After two years of the media being burned by Schiff’s confident statements of “collusion,” one would expect a little criticism of the Democrat -- or maybe not.

The reporters found another wholly objective Democrat to warn Trump off gloating:

Joe Lockhart, a Democratic strategist who was President Bill Clinton’s press secretary when he was impeached, said in an interview that the White House was playing a dangerous game by declaring full victory and going on the attack before the full results of Mr. Mueller’s report -- including full details on the actions Mr. Trump took during the course of the investigation -- became public.

Likening this White House’s victory celebration to President George W. Bush’s premature “Mission Accomplished” declaration during the Iraq war, Mr. Lockhart said the administration has “left it wide open for every new development to be a big story.” He added: “I just think they struck the exact wrong tone. Right now it can only go one way, which is bad for them.”

Or so The Times is hoping.

Peter Baker’s front-page “news analysis,” “Inquiry Erases A Line Drawn by Watergate – An Opening to Broader Powers for Presidents” fretted over Trump violating “unwritten...norms,” which doesn’t sound actionable, and in any case is not exactly the “collusion” that The Times and other outlets have long hinted at if not promised:

Mr. Mueller’s decision to not take a position on whether Mr.
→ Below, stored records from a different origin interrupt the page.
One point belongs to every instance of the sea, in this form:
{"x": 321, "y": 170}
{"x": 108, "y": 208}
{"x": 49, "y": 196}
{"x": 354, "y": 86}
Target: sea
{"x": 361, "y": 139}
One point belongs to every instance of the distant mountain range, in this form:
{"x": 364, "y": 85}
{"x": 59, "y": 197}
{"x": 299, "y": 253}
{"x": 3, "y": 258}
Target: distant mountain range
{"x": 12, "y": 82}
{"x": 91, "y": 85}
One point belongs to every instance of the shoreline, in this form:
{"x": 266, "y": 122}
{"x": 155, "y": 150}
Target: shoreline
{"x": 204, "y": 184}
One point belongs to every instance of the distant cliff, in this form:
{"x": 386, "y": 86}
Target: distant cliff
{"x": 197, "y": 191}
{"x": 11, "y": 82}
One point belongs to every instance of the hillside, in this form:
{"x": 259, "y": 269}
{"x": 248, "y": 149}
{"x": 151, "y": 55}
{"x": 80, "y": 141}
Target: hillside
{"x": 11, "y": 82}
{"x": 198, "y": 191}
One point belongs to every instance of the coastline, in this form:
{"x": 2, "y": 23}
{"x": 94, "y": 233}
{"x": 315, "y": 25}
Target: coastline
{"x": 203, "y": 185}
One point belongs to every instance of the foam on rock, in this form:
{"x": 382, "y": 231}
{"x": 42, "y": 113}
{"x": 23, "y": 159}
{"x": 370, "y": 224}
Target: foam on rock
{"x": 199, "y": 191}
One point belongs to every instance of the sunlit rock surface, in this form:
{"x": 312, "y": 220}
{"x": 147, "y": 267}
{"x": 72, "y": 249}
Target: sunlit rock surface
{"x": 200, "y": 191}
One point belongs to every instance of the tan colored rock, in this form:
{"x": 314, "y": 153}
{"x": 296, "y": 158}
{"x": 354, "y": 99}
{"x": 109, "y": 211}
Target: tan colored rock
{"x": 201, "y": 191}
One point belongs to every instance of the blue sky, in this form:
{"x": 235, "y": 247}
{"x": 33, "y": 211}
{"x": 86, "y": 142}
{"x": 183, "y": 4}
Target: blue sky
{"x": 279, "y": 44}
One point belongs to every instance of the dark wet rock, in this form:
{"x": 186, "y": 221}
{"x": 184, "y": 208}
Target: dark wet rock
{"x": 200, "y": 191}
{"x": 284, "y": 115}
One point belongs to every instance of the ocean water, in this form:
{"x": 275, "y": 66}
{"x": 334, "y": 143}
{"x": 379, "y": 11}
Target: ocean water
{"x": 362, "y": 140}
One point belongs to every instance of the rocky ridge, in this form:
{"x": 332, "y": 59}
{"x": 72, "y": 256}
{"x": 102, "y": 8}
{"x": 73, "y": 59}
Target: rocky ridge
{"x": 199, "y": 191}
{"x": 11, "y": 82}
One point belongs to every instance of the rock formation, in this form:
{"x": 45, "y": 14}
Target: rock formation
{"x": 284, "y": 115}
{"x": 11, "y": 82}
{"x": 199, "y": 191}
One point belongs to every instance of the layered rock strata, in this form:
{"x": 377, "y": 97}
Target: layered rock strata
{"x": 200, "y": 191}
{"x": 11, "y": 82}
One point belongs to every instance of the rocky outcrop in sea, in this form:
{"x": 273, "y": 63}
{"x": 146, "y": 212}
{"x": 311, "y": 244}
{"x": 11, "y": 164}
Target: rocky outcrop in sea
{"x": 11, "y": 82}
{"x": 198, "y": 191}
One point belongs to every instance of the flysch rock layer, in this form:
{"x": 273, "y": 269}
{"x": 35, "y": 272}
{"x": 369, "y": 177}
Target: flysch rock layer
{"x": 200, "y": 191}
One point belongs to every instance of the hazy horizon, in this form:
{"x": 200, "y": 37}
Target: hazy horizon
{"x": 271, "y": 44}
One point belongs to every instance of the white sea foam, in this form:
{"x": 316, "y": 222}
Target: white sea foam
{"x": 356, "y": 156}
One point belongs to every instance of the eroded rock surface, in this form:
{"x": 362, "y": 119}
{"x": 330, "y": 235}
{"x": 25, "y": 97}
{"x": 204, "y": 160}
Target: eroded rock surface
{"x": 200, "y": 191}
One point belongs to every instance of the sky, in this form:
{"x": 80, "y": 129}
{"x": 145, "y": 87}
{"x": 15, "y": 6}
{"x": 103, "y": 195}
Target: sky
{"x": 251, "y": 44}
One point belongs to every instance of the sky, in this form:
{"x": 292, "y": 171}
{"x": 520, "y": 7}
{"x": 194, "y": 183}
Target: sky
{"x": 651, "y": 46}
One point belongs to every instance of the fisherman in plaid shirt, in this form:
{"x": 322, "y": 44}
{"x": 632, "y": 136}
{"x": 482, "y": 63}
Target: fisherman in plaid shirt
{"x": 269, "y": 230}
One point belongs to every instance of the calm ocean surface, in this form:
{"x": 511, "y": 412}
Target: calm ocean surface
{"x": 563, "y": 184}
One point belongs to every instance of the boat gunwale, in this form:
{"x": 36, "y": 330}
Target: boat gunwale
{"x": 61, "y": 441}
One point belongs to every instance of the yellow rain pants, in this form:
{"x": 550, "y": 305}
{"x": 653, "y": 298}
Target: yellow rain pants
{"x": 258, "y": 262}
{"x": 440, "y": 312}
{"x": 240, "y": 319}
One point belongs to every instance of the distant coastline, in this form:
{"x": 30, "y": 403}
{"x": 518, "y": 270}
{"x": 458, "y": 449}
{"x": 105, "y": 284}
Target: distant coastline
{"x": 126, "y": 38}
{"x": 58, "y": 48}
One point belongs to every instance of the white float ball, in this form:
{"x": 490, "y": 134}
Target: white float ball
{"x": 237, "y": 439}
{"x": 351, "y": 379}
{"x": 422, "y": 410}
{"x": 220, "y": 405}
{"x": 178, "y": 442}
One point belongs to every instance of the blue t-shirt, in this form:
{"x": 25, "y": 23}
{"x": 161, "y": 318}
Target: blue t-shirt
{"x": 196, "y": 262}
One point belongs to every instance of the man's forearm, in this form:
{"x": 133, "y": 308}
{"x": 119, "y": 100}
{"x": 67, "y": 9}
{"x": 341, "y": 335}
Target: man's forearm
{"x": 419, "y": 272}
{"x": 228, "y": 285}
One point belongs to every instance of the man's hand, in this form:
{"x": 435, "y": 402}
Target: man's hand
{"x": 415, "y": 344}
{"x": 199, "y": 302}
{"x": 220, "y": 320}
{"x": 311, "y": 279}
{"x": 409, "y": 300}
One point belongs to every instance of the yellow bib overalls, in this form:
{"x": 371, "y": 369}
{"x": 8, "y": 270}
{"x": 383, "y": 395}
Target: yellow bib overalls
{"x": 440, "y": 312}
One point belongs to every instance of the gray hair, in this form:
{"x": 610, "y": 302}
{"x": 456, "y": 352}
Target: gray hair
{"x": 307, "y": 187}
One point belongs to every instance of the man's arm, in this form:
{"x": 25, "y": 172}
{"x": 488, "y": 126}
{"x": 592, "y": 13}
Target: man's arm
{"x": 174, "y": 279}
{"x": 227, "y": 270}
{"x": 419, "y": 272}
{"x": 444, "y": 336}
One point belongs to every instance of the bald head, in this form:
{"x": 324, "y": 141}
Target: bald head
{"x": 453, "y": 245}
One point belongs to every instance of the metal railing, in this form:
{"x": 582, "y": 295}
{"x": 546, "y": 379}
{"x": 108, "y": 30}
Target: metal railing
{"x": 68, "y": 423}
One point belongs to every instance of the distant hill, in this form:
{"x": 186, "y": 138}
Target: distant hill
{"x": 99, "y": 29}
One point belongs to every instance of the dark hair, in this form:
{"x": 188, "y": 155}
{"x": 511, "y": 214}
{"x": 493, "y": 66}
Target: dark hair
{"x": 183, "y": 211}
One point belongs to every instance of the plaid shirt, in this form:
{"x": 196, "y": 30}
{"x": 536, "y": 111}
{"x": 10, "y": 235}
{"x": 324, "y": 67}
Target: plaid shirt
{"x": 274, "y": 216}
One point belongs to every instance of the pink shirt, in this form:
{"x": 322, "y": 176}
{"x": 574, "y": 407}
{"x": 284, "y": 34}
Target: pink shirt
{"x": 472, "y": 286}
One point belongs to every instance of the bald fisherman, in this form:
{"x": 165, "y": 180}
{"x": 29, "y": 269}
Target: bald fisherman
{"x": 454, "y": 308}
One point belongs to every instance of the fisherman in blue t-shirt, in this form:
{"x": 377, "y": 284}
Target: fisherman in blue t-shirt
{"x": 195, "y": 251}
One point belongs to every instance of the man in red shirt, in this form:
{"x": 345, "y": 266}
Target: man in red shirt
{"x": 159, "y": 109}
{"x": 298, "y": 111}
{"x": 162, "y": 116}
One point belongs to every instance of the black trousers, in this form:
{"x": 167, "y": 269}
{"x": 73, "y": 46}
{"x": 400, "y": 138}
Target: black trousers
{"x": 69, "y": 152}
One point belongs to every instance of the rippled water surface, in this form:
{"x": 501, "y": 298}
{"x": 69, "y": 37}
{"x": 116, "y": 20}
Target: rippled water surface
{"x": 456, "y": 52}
Trump’s many norm-shattering interventions in the law enforcement system constituted obstruction of justice means that future occupants of the White House will feel entitled to take similar actions. More than perhaps any other outcome of the Mueller investigation, this may become its most enduring legacy....To Mr. Trump’s critics, however, the development represents a dangerous degradation of the rule of law, handing a president almost complete leeway to thwart any effort by federal law enforcement authorities to scrutinize his actions almost as if he were a king.

In the same edition, tech writer turned columnist Farhad Manjoo said the whole “collusion” trail led the left upon a time-wasting side quest, while ignoring the real target: Trump’s racism and sexism:

....Collusion was a seductive and convenient delusion. For many Americans, the simple truth that Mr. Trump really had won was too terrible to bear. The ease with which a racist, misogynist, serial con man had slipped past every gatekeeper in American life suggested something deeply sick at the core of our society.

But fear not, there is hope for the Democrats. Wednesday’s lead story, “Move to Nullify Health Care Act Roils Democrats,” by Sheryl Gay Stolberg and Robert Pear had this cheery text box summary: “A chance to shift the conversation from the Mueller report.” Here's more:

The Trump administration’s decision to ask a federal appeals court to invalidate the Affordable Care Act has given House Democrats a new opening to pursue what they see as a winning political strategy: moving past talk of impeachment to put kitchen-table issues like health care front and center. The notice to the court, filed late Monday by the Justice Department, could not have come at a more opportune time for Democrats....The Justice Department’s move caught both parties by surprise, and put Republicans in a very awkward position.

And Mueller’s report doesn’t put Democrats in one?